With President Obama’s newfound commitment to regulatory reform, we have a consensus on one of the most pressing problems our economy faces as it struggles to create jobs. The $1.75 trillion cost of complying with federal regulations - which amounts to $10,500 per employee every year for small businesses - is crippling our economy. Regulatory review is necessary but not sufficient - especially if regulators are able to move full-steam-ahead to pile even more burdensome red tape onto American businesses while the review is conducted. It’s therefore critical that the president and both parties in Congress come together to enact a full moratorium on any new federal regulations until the regulatory review is completed and the regulatory burden has been reduced substantially.
While the president’s new regulatory review gets started, his Environmental Protection Agency is aggressively pursuing a global-warming agenda rejected by Congress and the American people; his National Labor Relations Board, led by recess-appointed union lawyer Craig Becker, is suing states to pave the way for its backdoor card-check effort; and the Federal Communications Commission (a nominally independent agency whose chairman went to Harvard with Mr. Obama and has logged at least 78 White House visits) has voted to - for the first time - regulate the Internet.
On top of those are twin impending regulatory onslaughts as a consequence of the new health care law and the Dodd-Frank financial regulation bill. Both are being led by Obama appointees who sidestepped Senate confirmation - Dr. Donald Berwick, administrator of the Centers for Medicare and Medicaid Services, who already has brought back the controversial end-of-life-counseling provisions that were removed from the legislation, and Elizabeth Warren, who was installed as a financial czar after then-Sen. Christopher J. Dodd said she was too extreme to be confirmed as the head of the new Consumer Financial Protection Bureau. The Dodd-Frank bill calls for the creation of a staggering 243 formal rules. One of the first, the new debit-card regulations proposed by the Federal Reserve, includes a draconian price cap that already is forcing banks to drop free checking and other valuable services.
If President Obama is serious about regulatory reform, he should immediately end all efforts to use regulatory backdoors to achieve failed elements of his legislative agenda. He should go further and issue an executive order calling for a moratorium on all new federal regulations until his review of existing regulations is complete and the compliance burden has been cut at least in half from its present level of $1.75 trillion.

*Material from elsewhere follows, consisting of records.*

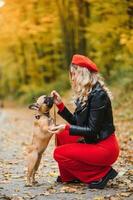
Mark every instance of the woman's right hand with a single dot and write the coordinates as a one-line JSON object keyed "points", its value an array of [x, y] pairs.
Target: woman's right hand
{"points": [[57, 97]]}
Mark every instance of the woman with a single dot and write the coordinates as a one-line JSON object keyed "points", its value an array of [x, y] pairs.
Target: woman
{"points": [[87, 146]]}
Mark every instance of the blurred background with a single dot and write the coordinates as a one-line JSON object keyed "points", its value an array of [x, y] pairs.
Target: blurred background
{"points": [[37, 41], [39, 37]]}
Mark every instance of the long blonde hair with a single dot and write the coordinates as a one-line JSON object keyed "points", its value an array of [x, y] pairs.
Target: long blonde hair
{"points": [[83, 80]]}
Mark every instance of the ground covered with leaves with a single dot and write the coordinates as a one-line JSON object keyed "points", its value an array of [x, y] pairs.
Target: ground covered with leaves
{"points": [[16, 133]]}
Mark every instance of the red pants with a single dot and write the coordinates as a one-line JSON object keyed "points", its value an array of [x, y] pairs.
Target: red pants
{"points": [[86, 162]]}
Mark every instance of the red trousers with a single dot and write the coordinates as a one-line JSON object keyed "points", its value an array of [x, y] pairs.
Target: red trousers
{"points": [[86, 162]]}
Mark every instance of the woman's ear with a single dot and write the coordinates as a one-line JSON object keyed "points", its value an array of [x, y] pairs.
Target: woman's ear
{"points": [[33, 107]]}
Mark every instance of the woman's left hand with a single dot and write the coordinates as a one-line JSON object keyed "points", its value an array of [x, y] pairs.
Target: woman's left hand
{"points": [[56, 129]]}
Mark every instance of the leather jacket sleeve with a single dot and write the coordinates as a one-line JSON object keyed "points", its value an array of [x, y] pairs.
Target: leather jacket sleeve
{"points": [[95, 118], [68, 116]]}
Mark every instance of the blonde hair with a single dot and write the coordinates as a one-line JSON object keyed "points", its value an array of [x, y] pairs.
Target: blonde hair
{"points": [[83, 80]]}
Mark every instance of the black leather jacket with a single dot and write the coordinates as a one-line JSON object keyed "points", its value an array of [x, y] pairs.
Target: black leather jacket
{"points": [[94, 121]]}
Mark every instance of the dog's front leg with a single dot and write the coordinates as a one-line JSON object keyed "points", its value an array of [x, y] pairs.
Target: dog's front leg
{"points": [[36, 168], [32, 161]]}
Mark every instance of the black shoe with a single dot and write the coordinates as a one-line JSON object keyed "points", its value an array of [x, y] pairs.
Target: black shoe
{"points": [[103, 182], [58, 180]]}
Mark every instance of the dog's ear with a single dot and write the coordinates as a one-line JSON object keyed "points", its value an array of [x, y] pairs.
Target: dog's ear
{"points": [[33, 107]]}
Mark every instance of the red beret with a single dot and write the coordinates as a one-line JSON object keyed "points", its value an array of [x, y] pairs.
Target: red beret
{"points": [[84, 61]]}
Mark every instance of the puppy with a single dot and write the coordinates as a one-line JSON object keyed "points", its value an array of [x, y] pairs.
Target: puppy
{"points": [[41, 136]]}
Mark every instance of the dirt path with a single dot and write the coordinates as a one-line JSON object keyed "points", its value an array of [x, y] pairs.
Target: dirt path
{"points": [[15, 134]]}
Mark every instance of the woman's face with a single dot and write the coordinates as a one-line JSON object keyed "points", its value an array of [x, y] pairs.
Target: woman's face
{"points": [[73, 75]]}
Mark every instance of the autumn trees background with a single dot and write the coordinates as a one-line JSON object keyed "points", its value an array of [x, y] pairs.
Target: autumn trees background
{"points": [[39, 37]]}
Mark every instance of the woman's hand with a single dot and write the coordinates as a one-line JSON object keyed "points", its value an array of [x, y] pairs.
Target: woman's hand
{"points": [[56, 129], [57, 97]]}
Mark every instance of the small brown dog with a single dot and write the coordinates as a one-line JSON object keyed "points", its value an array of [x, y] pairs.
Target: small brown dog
{"points": [[41, 136]]}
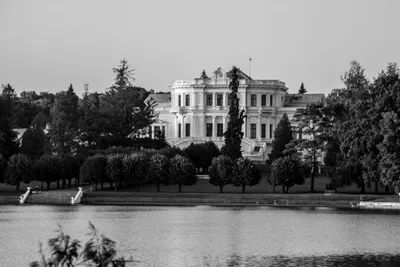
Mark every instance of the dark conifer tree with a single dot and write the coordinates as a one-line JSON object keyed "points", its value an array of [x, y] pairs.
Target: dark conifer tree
{"points": [[302, 89], [234, 134], [8, 144], [282, 137]]}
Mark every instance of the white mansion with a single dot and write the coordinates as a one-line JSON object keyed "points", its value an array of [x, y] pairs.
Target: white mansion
{"points": [[196, 111]]}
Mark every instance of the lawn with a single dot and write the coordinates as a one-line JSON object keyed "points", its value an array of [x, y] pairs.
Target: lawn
{"points": [[203, 186]]}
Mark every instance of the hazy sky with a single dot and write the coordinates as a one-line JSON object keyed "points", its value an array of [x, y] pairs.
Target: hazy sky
{"points": [[46, 45]]}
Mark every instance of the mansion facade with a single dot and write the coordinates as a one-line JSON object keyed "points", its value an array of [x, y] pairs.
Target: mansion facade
{"points": [[196, 111]]}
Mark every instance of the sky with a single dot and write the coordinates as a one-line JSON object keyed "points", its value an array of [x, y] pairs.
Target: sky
{"points": [[45, 45]]}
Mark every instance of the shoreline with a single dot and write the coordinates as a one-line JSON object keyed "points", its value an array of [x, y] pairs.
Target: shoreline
{"points": [[210, 199]]}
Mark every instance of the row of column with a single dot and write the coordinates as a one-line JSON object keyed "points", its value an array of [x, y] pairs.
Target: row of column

As a permanent reform, Mr. Obama should endorse the regulations from the Executive in Need of Scrutiny (REINS) Act - part of the Pledge to America on which House Republicans successfully campaigned. The REINS Act is the most important legislative effort to reform the regulatory process in Congress. The bill - recently reintroduced by its lead sponsor, Rep. Geoff Davis of Kentucky - would require an affirmative vote of Congress before any major new regulation could take effect, bringing transparency and accountability to the regulatory process.
Almost every businessperson in this country has a nightmare story about spending enormous sums of money to comply with the latest regulatory requirements - often then forced to turn around and do something entirely different when the whims of regulators change.
We simply cannot afford to let regulators run wild and impose enormous costs on our economy and our economic freedom. A regulatory review is a start, but it will do very little to boost business confidence if an unprecedented slate of new regulations is allowed to be piled on top of the existing regulations under review.
Now that we all agree that federal regulations are a serious economic problem, let’s take a timeout to get the problem under control before we even consider adding to the stifling regulatory burden faced by American businesses.
Phil Kerpen is vice president for policy at Americans for Prosperity.